The researchers identified four key areas of generative AI security risk that the adoption of generative AI in the open source community presents, with some overlap between the groups:
Regards
Caute_Cautim
@Caute_cautim wrote:The researchers identified four key areas of generative AI security risk that the adoption of generative AI in the open source community presents, with some overlap between the groups:
- Trust boundary risk;
- Data management risk;
- Inherent model risk;
- And basic security best practices.
Makes you wonder if there is an area where the researchers don't see a risk? Depending on how you slice up the historical pie, I see AI as technology 4.0. It's an evolution, like commercializing the Internet, like cloud, etc. It doesn't change the engineering and economics that should be at work, but as we saw in the past, businesses will cast aside sound reasoning in the hope of "efficiency" or what can be leveraged from a marketing perspective.

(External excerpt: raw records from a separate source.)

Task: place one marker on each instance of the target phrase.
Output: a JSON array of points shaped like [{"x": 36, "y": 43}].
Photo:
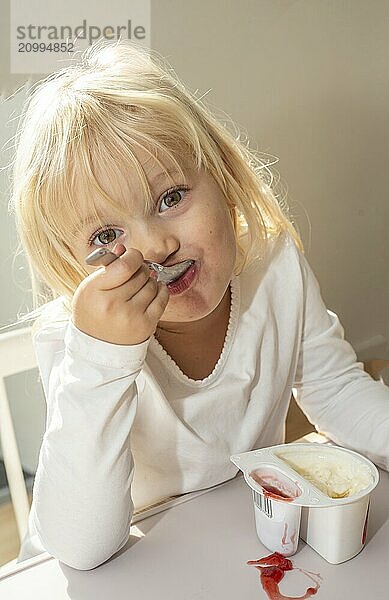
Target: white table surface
[{"x": 198, "y": 550}]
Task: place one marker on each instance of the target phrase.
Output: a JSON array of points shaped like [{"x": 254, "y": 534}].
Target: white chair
[{"x": 16, "y": 356}]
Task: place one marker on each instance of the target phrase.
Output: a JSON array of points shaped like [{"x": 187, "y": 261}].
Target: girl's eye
[
  {"x": 104, "y": 237},
  {"x": 173, "y": 197}
]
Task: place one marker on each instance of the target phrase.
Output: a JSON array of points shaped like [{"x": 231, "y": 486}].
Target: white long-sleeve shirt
[{"x": 126, "y": 428}]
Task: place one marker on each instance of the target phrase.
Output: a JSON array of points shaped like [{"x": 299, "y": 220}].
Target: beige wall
[{"x": 309, "y": 82}]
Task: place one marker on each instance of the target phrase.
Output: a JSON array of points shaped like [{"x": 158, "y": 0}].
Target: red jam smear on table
[{"x": 272, "y": 569}]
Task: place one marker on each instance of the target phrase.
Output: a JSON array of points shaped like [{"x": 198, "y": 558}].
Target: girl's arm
[
  {"x": 338, "y": 397},
  {"x": 82, "y": 504}
]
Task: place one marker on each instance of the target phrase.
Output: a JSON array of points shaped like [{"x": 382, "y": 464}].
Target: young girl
[{"x": 151, "y": 387}]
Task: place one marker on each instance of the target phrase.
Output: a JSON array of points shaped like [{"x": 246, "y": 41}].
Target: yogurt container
[{"x": 318, "y": 492}]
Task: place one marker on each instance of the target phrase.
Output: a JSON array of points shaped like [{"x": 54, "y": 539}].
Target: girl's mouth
[{"x": 184, "y": 281}]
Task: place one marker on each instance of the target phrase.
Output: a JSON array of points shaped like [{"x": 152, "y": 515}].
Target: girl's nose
[{"x": 157, "y": 242}]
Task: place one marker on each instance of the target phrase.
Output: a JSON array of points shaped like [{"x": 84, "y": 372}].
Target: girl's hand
[{"x": 120, "y": 303}]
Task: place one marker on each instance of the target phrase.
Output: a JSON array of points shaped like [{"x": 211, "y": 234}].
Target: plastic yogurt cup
[{"x": 318, "y": 492}]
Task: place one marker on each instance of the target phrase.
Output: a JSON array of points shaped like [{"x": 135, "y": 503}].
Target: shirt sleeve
[
  {"x": 331, "y": 387},
  {"x": 82, "y": 504}
]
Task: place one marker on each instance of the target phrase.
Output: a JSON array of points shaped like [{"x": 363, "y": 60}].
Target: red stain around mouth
[{"x": 272, "y": 570}]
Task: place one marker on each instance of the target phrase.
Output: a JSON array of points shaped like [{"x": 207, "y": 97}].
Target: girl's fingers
[{"x": 120, "y": 271}]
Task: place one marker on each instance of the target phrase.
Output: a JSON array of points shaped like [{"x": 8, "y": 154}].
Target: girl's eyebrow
[{"x": 86, "y": 221}]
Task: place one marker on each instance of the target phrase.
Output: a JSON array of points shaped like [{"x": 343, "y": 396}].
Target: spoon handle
[{"x": 104, "y": 257}]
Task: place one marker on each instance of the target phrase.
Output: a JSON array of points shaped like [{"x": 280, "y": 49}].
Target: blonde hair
[{"x": 118, "y": 98}]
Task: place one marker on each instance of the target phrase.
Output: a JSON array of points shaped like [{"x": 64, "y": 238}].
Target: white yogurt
[{"x": 337, "y": 476}]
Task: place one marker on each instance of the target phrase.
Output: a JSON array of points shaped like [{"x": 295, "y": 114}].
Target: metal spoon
[{"x": 103, "y": 257}]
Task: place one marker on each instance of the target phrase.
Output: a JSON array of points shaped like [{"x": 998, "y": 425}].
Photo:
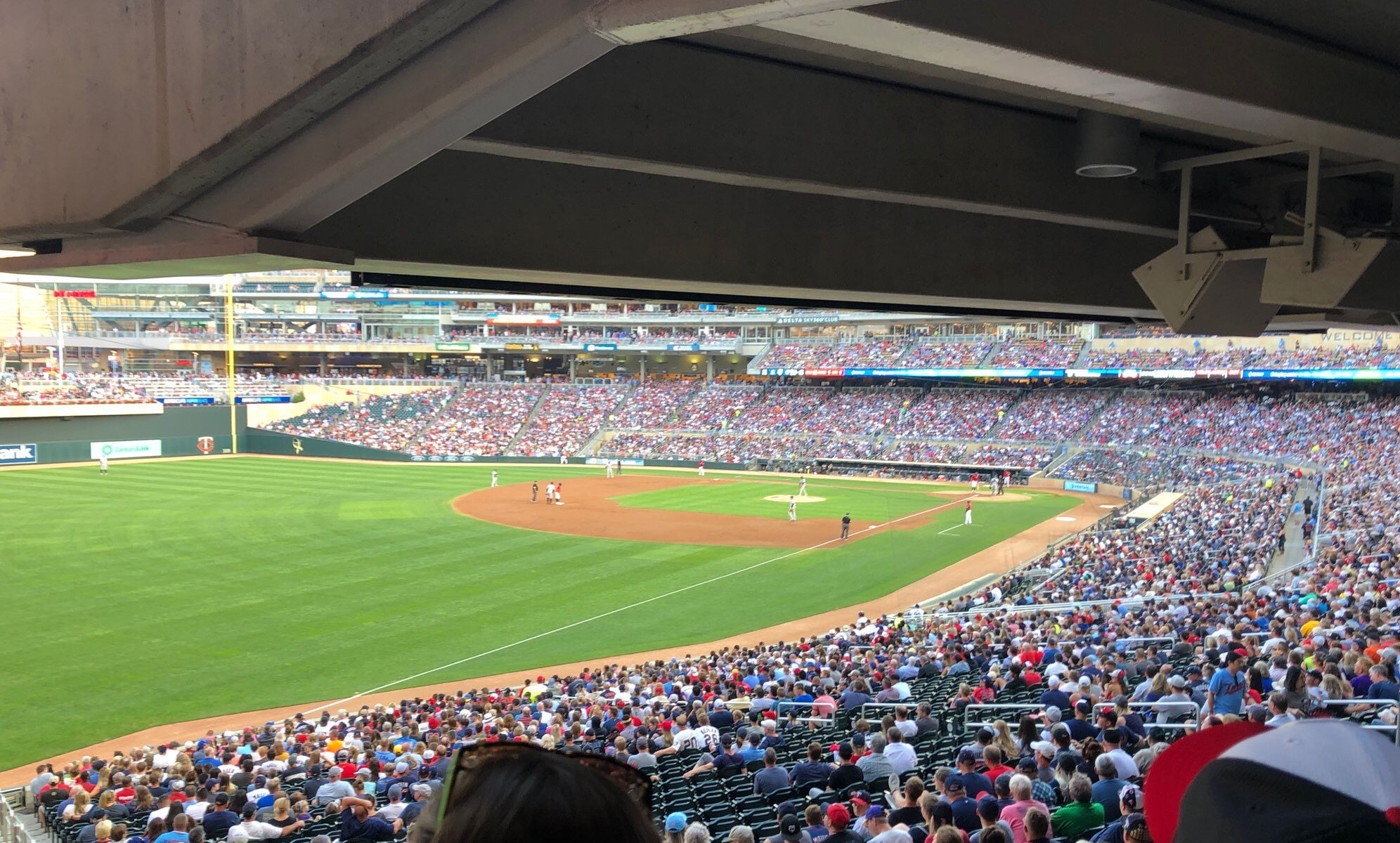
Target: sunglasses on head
[{"x": 472, "y": 758}]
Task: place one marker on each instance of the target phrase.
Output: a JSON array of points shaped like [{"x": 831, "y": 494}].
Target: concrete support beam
[
  {"x": 118, "y": 112},
  {"x": 474, "y": 216},
  {"x": 1205, "y": 72}
]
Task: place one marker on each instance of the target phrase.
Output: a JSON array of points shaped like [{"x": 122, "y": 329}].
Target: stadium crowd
[
  {"x": 482, "y": 419},
  {"x": 385, "y": 422},
  {"x": 564, "y": 419}
]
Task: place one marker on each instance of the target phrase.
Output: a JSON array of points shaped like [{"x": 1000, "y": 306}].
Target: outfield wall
[{"x": 175, "y": 433}]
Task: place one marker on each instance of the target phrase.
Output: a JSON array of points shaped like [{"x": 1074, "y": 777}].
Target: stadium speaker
[
  {"x": 1217, "y": 297},
  {"x": 1350, "y": 273}
]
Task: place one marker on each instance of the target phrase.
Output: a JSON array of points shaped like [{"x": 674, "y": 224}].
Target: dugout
[{"x": 888, "y": 468}]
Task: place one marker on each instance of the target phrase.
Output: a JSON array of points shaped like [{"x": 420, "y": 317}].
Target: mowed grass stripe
[{"x": 171, "y": 592}]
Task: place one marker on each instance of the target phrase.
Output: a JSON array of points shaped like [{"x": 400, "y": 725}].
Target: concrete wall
[{"x": 179, "y": 430}]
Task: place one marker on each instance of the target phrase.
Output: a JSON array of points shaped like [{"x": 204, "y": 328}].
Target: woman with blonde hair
[
  {"x": 145, "y": 803},
  {"x": 1003, "y": 738},
  {"x": 82, "y": 802},
  {"x": 282, "y": 814}
]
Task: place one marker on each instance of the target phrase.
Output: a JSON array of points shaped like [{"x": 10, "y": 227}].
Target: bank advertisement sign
[
  {"x": 18, "y": 454},
  {"x": 127, "y": 450}
]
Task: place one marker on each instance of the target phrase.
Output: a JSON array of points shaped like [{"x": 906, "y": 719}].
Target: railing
[
  {"x": 1196, "y": 713},
  {"x": 11, "y": 830},
  {"x": 1381, "y": 727}
]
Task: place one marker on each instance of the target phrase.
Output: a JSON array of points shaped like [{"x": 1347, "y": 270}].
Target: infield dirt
[{"x": 590, "y": 510}]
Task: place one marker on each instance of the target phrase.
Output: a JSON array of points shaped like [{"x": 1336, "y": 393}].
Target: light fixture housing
[{"x": 1108, "y": 145}]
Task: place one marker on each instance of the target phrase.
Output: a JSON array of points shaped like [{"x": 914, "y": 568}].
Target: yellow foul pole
[{"x": 228, "y": 362}]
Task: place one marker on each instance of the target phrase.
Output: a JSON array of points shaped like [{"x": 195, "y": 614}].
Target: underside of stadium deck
[{"x": 927, "y": 155}]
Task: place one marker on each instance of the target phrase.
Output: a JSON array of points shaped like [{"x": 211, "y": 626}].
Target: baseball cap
[
  {"x": 839, "y": 817},
  {"x": 1263, "y": 779},
  {"x": 1132, "y": 796}
]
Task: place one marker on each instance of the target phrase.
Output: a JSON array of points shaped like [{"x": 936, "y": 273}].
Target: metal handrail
[{"x": 1381, "y": 727}]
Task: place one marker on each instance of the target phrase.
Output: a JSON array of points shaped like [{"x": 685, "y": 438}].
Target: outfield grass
[{"x": 176, "y": 590}]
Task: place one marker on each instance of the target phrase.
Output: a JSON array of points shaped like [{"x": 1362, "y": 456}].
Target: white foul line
[{"x": 642, "y": 603}]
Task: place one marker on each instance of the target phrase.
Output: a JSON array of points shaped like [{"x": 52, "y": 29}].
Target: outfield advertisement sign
[
  {"x": 18, "y": 454},
  {"x": 127, "y": 450},
  {"x": 1127, "y": 374}
]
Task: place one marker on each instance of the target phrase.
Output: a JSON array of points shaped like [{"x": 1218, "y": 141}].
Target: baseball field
[{"x": 169, "y": 592}]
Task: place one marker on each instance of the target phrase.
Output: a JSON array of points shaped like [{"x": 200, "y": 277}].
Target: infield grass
[{"x": 169, "y": 592}]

While AI can break cost-benefit models -- you'll end up hiring more people to train and monitor the AI than you will replace -- some (maybe many) business leaders, too fearful of acknowledging their own limits, will cut corners to prove their assertion of "efficiency." We've seen this in the past with technology, and we've already seen it with AI. You really have to understand the technology and you really have to understand your business processes.
I have some questions which requires a little setup.
My own experience with AI is very pedestrian. It's chatbots on support sites, predictive text in cloud productivity suites, and a ChatGPT account which I've signed into only once.
Now I realize lots of companies have been creating their own AI, but I'm largely unaware if they're building it for their own internal purposes or if they desire to resell it as a service offering.
When this article says things like, "generative AI continues its rapid adoption throughout the industry", who is providing this technology to the industry? How many AI players are there? If there's more than the few I am aware of (which is a good possibility), are they selling it AIaaS, or are they selling AI infrastructure which goes on-prem?
Again, my org and my work are not driven by any particular AI needs, so the rampant uptick in this capacity is intriguing to observe. It's also kind of bewildering because of all the articles from security people which rightly see this stuff like firecrackers in the hands of a four-year-old.
I'd like to discuss this for a bit, if y'all don't mind!
@ericgeater I'll give you an example because I'm in the healthcare industry. These are not my current systems but just giving this as an example.
Say my Org uses a SaaS EHR (electronic healthcare records) system called Epic EHR. Epic EHR partners with Microsoft's Azure OpenAI Service to develop generative AI tools within the EHR platform. Eventually (when the model is more mature), you can input the patient's demographics and health issues to help draft a treatment plan. The Docter checks it over and then gives the final approval.
So, SaaS providers will partner with Microsoft, Amazon, Google, etc. to help build AI into their systems. Eventually they might have their own AI software teams as the industry becomes more mature.
Hi @ericgeater In answer to your question of how many organisations or companies involved in Generative AI - a lot: https://www.cbinsights.com/research/generative-ai-funding-top-startups-investors/
It is growing widely across a great deal of landscapes, every day a new one comes out.
Regards
Caute_Cautim
@ericgeater wrote:
Now I realize lots of companies have been creating their own AI, but I'm largely unaware if they're building it for their own internal purposes or if they desire to resell it as a service offering.
If we take AI to be anything intended to mimic human behavior, there's a wide spectrum of what passes for AI. This is part of the problem, companies; service providers, etc. are selling "Now with AI!" when it's really hard to know just what you are getting. Any Silicon Vallley fans recall "not hot dog?"
So from the other side of the fence, the folks who have been developing machine learning, training models, etc., trying to do it right, are at the risk of being over-run by garbage that is just better marketed, priced, or used. In turn this garbage is going to find its way into all sorts of services. If the history of technology has proven anything it is that popularity - not quality - drives the marketplace.